Mais en 2018, alors que le pape élève l’archevêque Becciù au rang de cardinal, des voix chuchotent à Rome "promoveatur ut amoveautur", une locution latine qui signifie que cette promotion cache en réalité un éloignement du pouvoir. Le nouveau cardinal est en effet nommé à la tête de la Congrégation des Saints, loin, très loin des comptes bancaires. "C’est la méthode Francois" affirme Massimiliano Coccia, "il ne montre pas qu’il a des doutes, il le déplace pour rassembler plus de preuves et après il agit !"
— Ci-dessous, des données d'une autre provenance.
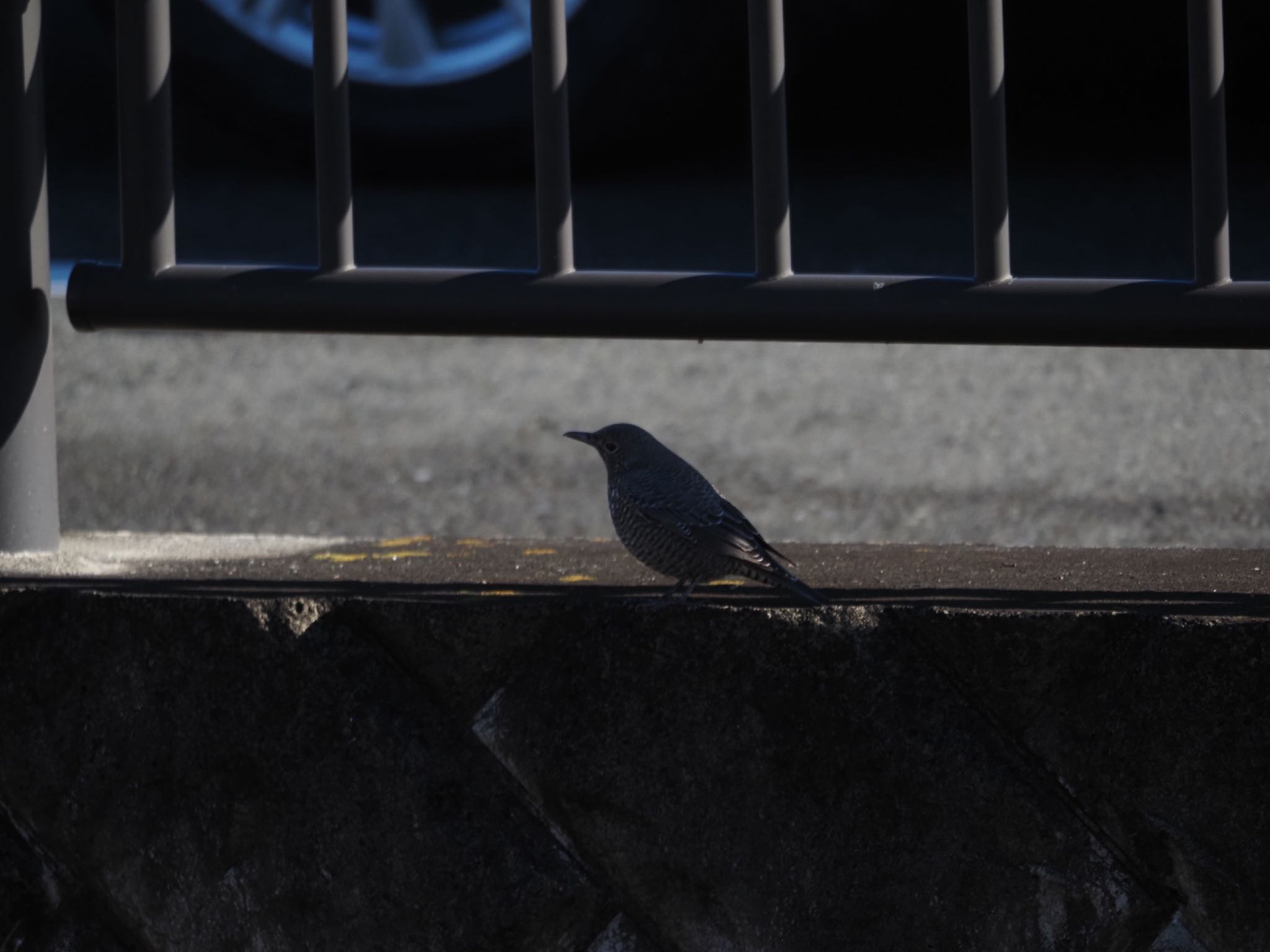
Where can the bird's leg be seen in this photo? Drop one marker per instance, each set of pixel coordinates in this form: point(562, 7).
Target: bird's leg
point(673, 593)
point(682, 591)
Le 24 septembre dernier, le pape appelle le Cardinal Becciù et lui annonce qu’il a perdu toute confiance en lui, il accepte sa démission "forcée", et lui retire toutes ses prérogatives, il ne conserve que le titre de cardinal mais sans pouvoir. En cas de conclave pour l’élection d’un nouveau pape, il n’en fera pas partie. Angelo Becciù organise alors une conférence de presse, où il insinue que le pape est manipulé. "Je prends cela comme une épreuve et j’espère que tout sera rapidement éclairci, je l’assume comme une épreuve que j’offre à l’Église et au pape" dit-il.

Le système Becciù

Le pape le soupçonne d’avoir détourné l’argent du Vatican pour enrichir sa propre famille et effectuer des opérations financières douteuses. Des centaines de milliers d’euros ont abouti sur les comptes des sociétés gérées par ses frères en Sardaigne, sous des étiquettes de coopératives de bienfaisance. Cinq cent mille euros ont été versés à une "amie", Cecilia Marogna, pour "une mission diplomatique en Afrique". L’équipe d’hommes d’affaires et d’investisseurs, chapeautée par Enrico Crasso, aurait reversé sur le compte IOR (la banque du Vatican) du cardinal une partie des commissions qu’ils empochaient sur les investissements réalisés avec l’argent du Saint-Siège.

Le plus proche collaborateur d’Angelo Becciù, monseigneur Perlasca a décidé de collaborer avec les enquêteurs. Les magistrats du Vatican ont envoyé une demande de commission rogatoire en Suisse. Leur objectif : retrouver les millions disparus. Ils sont persuadés que cet argent se trouve sur les comptes des courtiers et des sociétés d’investissements à Lugano. Mais les journaux italiens vont plus loin, ils affirment que le cardinal Becciù aurait grâce à cet argent monté un véritable réseau de pouvoirs au sein du Vatican, de quoi construire des opérations et des dossiers pour éloigner ses ennemis. Leurs soupçons se basent sur une somme de 700.000 euros, envoyée en Australie par le cardinal Becciù. Cet argent aurait-il servi à payer les accusateurs du cardinal Pell ? La question est posée par les journalistes qui suivent l’affaire. Le cardinal Pell, nommé par le Pape Francois pour justement contrôler la gestion de l’argent au sein de la Curie Romaine, aurait-il compris en son temps le trafic des hommes proches de Becciù ? Accusé de pédophilie en Australie, George Pell sera éloigné de Rome, il a dû affronter depuis 2017 deux longs procès, et près d’un an d’emprisonnement avant d’être totalement innocenté par la haute cour de justice. L’un des accusateurs ayant affirmé que tout avait été inventé. De là à dire qu’ils ont été payés pour l’accuser, il n’y a qu’un pas.

Le cardinal Becciù dément totalement. "Difficile de savoir où se trouve la vérité mais ce qui est certain c’est que le pape se sent plus seul que jamais, il est encerclé de vautours et n’a plus confiance en personne" estime Francesco Grana. L’enquête est loin d’être clôturée et un procès devra confirmer ces faits qui semblent sortis tout droit d’un roman. Et pourtant cela se passe bel et bien au Vatican.